Gaster hovered a finger over the lightly blinking curser on his broken screened tablet. He sucked in a hesitant breath and let it out in a tired sigh. Could he really follow through with this? Setting aside the professional voice, he began to doubt himself. Perhaps this would be one of those cases where a little unspoken, nonexistent rule would be easily violated in favor of the future of monster kind.
He slumped against the table, and a few empty vials and beakers clattered with the tremor. The labs were desolate at this late (or early) of an hour, something only a dedicated and ever curious little royal scientist would do.

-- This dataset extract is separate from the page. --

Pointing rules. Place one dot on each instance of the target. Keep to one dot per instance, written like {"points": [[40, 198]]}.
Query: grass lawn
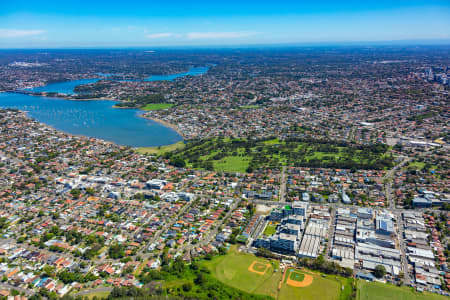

His empty eye sockets drooped with exhaustion and he rubbed a small, fleshy hand against the back of his head. He had known Asgore for all his life, and more personally than most monsters could ever say, so this little violation of trust- er, no he couldn’t call it that- this little unspoken and possibly morally gray project he was about to undertake would require more tact than he knew.
He mulled over it for another silent minute, reading and rereading his own pretentious vignette with rising distaste, before he forced himself to save it anyway and shut down the tablet.
With a drawn out and stressed sigh, he rested his head on the table and, finally, considered it a day, at five in the morning.